The FIA stewards discussed whether Charles Leclerc’s crash at the end of qualifying might have been deliberate, but quickly concluded it wasn’t.
Leclerc was leading Q3 as drivers began their final runs in qualifying. The Ferrari driver was there certain of pole position if the session was red-flagged, as there was insufficient time left to restart it. When he struck the barriers at the Swimming Pool, qualifying was halted and Leclerc was confirmed on pole position.
However after studying the incident, the stewards quickly decided Leclerc had made a legitimate error by striking the barrier at the inside of the right-hander.
“The incident was looked at immediately in race control and it was quite clear to us that it was an error on at the first part, at turn 15,” said Masi.
That strike damaged Leclerc’s steering, which caused him to hit a kerb and then make heavier contact with the barrier. Ferrari had to make extensive repairs to his car and feared he had damaged his gearbox.

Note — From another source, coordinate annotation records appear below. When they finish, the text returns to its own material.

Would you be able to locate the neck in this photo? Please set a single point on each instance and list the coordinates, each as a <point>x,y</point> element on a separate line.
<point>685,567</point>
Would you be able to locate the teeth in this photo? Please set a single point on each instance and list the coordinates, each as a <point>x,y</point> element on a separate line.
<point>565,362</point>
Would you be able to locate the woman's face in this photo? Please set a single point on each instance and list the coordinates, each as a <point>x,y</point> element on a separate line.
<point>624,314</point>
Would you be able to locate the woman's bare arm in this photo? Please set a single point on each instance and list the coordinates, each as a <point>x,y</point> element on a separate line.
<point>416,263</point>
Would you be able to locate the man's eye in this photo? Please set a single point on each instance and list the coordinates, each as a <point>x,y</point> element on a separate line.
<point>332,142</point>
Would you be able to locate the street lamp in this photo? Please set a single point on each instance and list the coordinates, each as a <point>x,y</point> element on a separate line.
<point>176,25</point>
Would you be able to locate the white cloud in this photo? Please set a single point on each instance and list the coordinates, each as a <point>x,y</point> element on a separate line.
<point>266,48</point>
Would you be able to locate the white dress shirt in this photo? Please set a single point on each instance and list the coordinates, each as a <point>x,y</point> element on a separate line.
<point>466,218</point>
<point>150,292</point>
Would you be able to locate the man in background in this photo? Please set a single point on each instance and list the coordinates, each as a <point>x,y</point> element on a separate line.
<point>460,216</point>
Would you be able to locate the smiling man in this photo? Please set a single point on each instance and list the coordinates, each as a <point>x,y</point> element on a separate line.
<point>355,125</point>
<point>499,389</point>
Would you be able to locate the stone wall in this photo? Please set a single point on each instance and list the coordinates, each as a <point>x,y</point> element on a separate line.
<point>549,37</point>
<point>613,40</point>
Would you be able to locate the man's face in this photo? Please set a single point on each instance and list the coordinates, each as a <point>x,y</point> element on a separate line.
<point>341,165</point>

“Having looked at it, looked at the data and also listening to the team communication, I don’t think any driver would go out there to severely damage their car to that degree in any circumstance because of the consequences that may arise out of that,” said Masi.
Leclerc was unable to start the race after suffering a technical problem on the way to the grid. Ferrari have not ruled out the possibility the fault was related to his crash.
Had the stewards believed Leclerc’s crash was deliberate, he could have been stripped of pole position, as happened to Michael Schumacher when he deliberately stopped his car at Rascasse during qualifying 15 years ago.